Malcolm Quinn

HISTORIES - The Idea of the Art School in Early Nineteenth-Century Britain

open quotation marks Do you think sufficient attention has been paid to what may be called the education of the eyes of the people by our own Government? close quotation marks

The Select Committee on Arts and Manufactures 1835

This research addresses three questions. The first question is historical: how did the utilitarian idea of the art school emerge in contrast to the academy of art in Britain in the 1830s, and what were its effects?

The second question is philosophical and cultural: what were the necessary and sufficient conditions set by Adam Smith and Jeremy Bentham’s moral and political economies of taste that allowed the idea of the art school and the critique of art academies to be developed?

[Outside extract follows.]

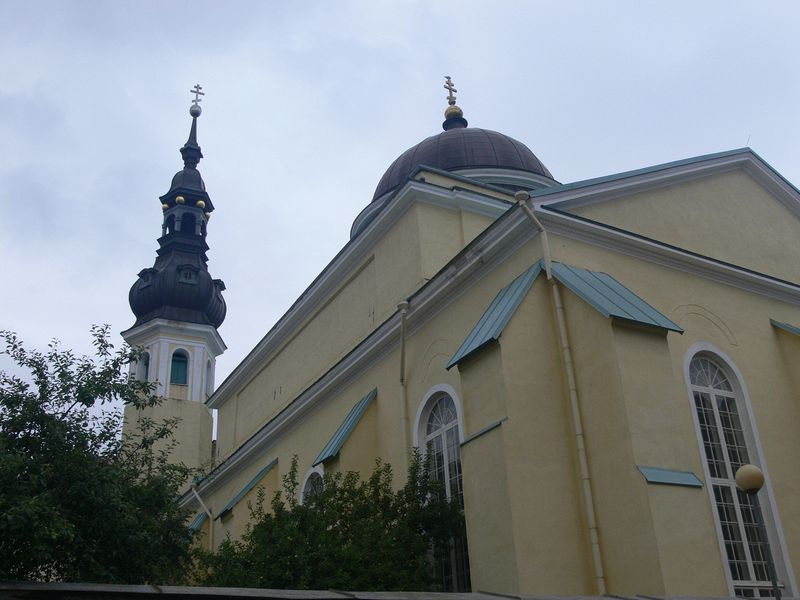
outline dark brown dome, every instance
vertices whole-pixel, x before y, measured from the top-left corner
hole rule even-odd
[[[381,177],[372,199],[402,185],[419,165],[443,171],[481,167],[514,169],[553,178],[542,161],[522,142],[489,129],[462,126],[432,135],[398,156]]]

The third question is political - did Bentham’s radical ideas on identity, cultural difference, taste and governance offer a viable framework for the pursuit of cultural policy objectives, and how does the utilitarian idea of the art school ‘cash out’ intellectually in terms of current approaches to utilitarian thinking in public pedagogy and public policy?

In response to these questions, I have developed an intellectual history of the utilitarian idea of the art school in Britain, an idea that developed in response to a problem of pedagogy in commercial society posed by political economic theory. I have analysed the art school idea as the product of a division within political economic reasoning between the virtue ethics of Adam Smith and the utilitarianism of Jeremy Bentham. This work includes Jacques Lacan’s account of Jeremy Bentham and ‘the utilitarian conversion’, and an historical account of the Bentham’s followers in the Political Economy Club and the Board of Trade who sat on the Select Committee on Arts and Manufactures in 1835/6. The application of utilitarian thinking to questions of public taste by members of parliament was an unlikely occurrence, yet it raised problems of ethics, governance and public pedagogy that persist to this day. Central to my account of the idea of the art school is Jeremy Bentham’s perspective on the relation between personal and social identity, inhibition and custom in judgments of taste, and the distinction between Bentham’s utilitarianism and that of J.S. Mill. The specific challenge Bentham offered was for legislators to incorporate a utilitarian consciousness within acts of government, replacing habits and prejudices of taste with a calculus of contingent acts across space and time.

This research has been developed from funded sabbatical research undertaken at University of the Arts London in autumn 2009, and a seminar ‘The Idea of the Art School in Early Nineteenth-Century Britain’ that I organized at Tate Britain on 8 June 2010, which included papers from myself, Professor Philip Schofield, Professor Richard Whatmore, Dr Martin Myrone and Professor Sir Christopher Frayling, as well as an article ‘The Disambiguation of the Royal Academy of Arts’ which has appeared in History of European Ideas 37(1) 2011 pp. 53-62, ‘The Political Economic Necessity of Art Education 1835 -52’ in International Journal of Art Education 30 (1) 2011, pp. 62-70, and lectures ‘The Chamber of Horrors: Art Education and Mass Culture’ at University of Cambridge Faculty of Education on 28 February 2009 and ‘Reading Reynolds With Bentham: the Idea of the Art School in Early Nineteenth-Century Britain’ at the Bentham Project Seminars, Bentham Project, University College London 2 March 2011. My research on the legacy of utilitarianism began with a symposium I organised on J.S. Mill at Tate Britain in 2006, entitled ‘On Liberty and Art’.